DCA position re ped crossing lights

The DCA agreed to send the following statement of position regarding the inconsistent and frustrating installation of ped traffic signals in Ottawa. We invite other community associations to consider similar appeals to the City.

Diane Holmes, Councilor                         17 January, 2011
Somerset Ward

Re: pedestrian activation of traffic signals

At the January meeting of the Dalhousie Community Association we discussed the current unfortunate state of pedestrian traffic signals in our ward.

We do understand that it is sometimes desirable to have pedestrian activated signals, for example, at Primrose/Booth half-light, where pedestrian traffic exceeds vehicular traffic and vehicular traffic will not change the light.

However, we are distressed at the number of signal installations that have pedestrian push buttons for no apparent purpose. For example, someone walking along Preston crosses several signalized intersections at which the pedestrian lights activate automatically, even though there are push buttons. But then, when arriving at Albert, the pedestrian light does not turn green unless the button is pushed. If the pedestrian misses pressing the button, there is a four minute or more wait as the signal cycle is extremely slow here. This results in pedestrians crossing the street against the light. This sort of inconsistency in whether or not the button is useful would never be tolerated for automobile traffic, and we see no reason for it to be in effect at this – or any other - intersection.

Consider also a pedestrian arriving at an intersection one second after the light turns green, it is not possible to push the button to get the remainder of the light. The traffic engineers PRESUME that the pedestrian will simply wait an entire cycle of the lights … when in fact, pedestrians are just being taught to ignore the pedestrian lights as being useless, inconsistent annoyances. The result is increased crossing against the lights, not less.

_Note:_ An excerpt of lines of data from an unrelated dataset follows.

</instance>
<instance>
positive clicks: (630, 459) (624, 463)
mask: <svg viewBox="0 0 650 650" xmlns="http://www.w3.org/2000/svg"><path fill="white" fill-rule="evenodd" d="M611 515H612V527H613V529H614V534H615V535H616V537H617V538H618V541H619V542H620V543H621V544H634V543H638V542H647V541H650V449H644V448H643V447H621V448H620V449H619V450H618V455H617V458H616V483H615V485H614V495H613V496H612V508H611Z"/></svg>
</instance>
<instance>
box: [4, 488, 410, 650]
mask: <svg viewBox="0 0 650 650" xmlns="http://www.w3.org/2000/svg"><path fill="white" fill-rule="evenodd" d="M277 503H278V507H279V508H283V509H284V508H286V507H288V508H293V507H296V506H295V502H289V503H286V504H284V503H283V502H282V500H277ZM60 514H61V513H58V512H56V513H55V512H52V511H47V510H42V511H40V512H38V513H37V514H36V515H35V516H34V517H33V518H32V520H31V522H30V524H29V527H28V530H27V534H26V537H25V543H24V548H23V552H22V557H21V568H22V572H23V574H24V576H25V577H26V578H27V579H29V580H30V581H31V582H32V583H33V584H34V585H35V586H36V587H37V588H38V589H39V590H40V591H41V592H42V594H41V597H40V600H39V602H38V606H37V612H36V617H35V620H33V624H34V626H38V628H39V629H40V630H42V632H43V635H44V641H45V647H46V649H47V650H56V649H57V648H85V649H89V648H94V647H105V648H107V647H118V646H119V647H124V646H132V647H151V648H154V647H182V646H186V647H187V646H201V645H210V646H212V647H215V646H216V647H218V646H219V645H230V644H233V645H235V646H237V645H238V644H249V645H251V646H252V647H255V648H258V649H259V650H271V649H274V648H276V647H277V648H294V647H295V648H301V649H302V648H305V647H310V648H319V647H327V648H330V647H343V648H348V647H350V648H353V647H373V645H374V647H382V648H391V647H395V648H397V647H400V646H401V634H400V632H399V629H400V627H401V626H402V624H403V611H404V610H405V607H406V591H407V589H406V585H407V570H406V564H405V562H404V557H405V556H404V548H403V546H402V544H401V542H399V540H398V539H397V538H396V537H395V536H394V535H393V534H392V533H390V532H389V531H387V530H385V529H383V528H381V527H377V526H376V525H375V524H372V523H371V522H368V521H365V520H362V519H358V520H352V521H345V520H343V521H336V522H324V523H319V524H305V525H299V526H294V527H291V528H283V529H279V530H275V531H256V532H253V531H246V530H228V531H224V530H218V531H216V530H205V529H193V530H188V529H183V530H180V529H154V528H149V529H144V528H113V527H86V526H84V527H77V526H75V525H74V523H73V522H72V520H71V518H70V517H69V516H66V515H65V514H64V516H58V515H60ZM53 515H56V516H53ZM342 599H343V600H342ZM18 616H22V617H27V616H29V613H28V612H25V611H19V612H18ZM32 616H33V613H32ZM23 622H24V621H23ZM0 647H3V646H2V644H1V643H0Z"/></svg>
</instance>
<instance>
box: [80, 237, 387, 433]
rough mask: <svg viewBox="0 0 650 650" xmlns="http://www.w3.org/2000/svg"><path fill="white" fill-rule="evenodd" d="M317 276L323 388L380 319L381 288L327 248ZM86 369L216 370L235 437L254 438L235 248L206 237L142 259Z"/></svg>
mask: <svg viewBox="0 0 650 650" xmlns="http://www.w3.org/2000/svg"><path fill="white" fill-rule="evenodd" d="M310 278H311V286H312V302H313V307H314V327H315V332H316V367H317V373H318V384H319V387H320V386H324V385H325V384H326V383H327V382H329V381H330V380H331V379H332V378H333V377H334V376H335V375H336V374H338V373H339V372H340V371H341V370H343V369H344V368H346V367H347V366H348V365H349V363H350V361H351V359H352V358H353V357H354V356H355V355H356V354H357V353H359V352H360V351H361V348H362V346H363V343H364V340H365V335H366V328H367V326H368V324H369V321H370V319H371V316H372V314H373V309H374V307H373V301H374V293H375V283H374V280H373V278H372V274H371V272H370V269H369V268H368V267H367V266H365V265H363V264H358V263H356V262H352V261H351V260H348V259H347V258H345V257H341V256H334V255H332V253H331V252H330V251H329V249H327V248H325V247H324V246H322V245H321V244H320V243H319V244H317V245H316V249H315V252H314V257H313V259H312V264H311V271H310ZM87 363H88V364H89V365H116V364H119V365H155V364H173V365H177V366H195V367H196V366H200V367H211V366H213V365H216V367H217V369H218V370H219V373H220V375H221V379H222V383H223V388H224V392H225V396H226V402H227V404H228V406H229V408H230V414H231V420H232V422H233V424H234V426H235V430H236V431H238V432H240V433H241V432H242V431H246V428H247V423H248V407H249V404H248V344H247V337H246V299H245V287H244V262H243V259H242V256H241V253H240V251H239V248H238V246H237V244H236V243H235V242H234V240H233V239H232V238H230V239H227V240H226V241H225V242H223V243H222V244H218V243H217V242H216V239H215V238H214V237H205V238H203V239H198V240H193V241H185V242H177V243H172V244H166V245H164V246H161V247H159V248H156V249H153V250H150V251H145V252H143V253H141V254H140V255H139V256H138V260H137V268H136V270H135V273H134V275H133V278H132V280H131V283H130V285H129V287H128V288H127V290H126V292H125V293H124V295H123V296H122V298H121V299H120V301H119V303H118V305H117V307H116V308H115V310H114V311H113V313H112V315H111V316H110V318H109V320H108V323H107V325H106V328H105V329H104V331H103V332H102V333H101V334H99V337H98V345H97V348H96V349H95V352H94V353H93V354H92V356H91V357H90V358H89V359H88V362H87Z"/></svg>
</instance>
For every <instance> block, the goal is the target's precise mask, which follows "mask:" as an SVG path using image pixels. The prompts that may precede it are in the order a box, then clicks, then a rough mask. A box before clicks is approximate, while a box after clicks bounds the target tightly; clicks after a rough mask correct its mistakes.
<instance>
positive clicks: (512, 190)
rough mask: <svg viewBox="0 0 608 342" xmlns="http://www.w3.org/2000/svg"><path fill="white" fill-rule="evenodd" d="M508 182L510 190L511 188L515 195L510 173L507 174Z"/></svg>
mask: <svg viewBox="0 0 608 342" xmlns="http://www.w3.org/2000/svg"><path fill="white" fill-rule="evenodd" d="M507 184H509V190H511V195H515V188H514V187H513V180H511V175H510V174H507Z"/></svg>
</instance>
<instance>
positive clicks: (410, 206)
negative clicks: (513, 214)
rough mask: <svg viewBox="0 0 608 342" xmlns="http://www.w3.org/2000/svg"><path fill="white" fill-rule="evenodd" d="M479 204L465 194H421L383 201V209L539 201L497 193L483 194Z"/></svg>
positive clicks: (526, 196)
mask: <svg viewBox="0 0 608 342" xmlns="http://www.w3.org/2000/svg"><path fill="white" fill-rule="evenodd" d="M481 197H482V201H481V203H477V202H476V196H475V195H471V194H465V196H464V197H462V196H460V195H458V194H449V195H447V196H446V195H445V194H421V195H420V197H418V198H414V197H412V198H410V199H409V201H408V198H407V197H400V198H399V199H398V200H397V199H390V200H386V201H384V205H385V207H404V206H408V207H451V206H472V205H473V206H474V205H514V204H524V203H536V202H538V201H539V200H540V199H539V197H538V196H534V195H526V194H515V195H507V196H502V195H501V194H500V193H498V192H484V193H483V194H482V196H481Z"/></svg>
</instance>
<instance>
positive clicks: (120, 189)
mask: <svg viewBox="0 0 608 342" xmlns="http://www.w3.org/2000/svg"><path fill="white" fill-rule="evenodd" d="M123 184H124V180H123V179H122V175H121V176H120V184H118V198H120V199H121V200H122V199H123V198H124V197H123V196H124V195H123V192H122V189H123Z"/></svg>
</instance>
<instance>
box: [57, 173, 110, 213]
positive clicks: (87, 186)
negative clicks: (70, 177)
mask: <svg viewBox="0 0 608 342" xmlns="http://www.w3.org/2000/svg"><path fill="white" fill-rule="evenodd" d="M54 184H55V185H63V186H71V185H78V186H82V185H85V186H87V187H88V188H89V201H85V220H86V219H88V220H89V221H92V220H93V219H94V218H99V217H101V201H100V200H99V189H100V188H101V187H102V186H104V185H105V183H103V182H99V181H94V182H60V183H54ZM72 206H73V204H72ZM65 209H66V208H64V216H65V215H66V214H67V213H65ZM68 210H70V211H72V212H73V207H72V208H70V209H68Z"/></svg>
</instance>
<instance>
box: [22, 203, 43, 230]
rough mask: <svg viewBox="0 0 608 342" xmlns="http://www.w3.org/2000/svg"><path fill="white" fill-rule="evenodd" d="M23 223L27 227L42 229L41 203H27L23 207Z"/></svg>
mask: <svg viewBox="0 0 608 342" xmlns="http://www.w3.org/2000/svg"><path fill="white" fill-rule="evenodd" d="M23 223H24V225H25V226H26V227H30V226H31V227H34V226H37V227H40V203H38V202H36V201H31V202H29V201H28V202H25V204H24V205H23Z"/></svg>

The second or subsequent pedestrian arrivals at an intersection are also faced with an uncertainty: do they push the button (again) or assume the first arrival pushed the button?

Nor are the push-the-button intersections limited to low-pedestrian volume corners. There are always large volumes of pedestrians at McRae and Richmond but the pedestrian light must be manually activated. The crowd sees the traffic light go green, the pedestrian light stays red, people hesitate, wondering if it is some sort of delayed walk signal, then lurch across the intersection against the light. This whole situation is so inconsistent it frustrates any attempts to make pedestrian crossings logical, predictable, and safer.

Furthermore, we see pedestrian signals being installed in unnecessary situations, such as for the north side of Albert at Preston.

We recommend that

• All intersections that have pedestrian lights should change to green for every cycle of the traffic lights.

• There should be active, usable push buttons only where necessary, for example, at half lights, or where pressing the button activates a noise signal to aid visually impaired pedestrians, or activates a longer crossing time

• Unused buttons should be removed to prevent sending conflicting messages to pedestrians as to whether or not they need to push the button.

• We should not be asking pedestrians to push a button when the pedestrian light is going to change anyway.

We believe that this increased consistency will aid pedestrians in navigating the streets and sidewalks, will promote safety and greater respect for the signal phase, and reinstate pedestrians as first class users of the public right of way and not afterthoughts to be put up with. This is, after all, what our Official Plan calls for.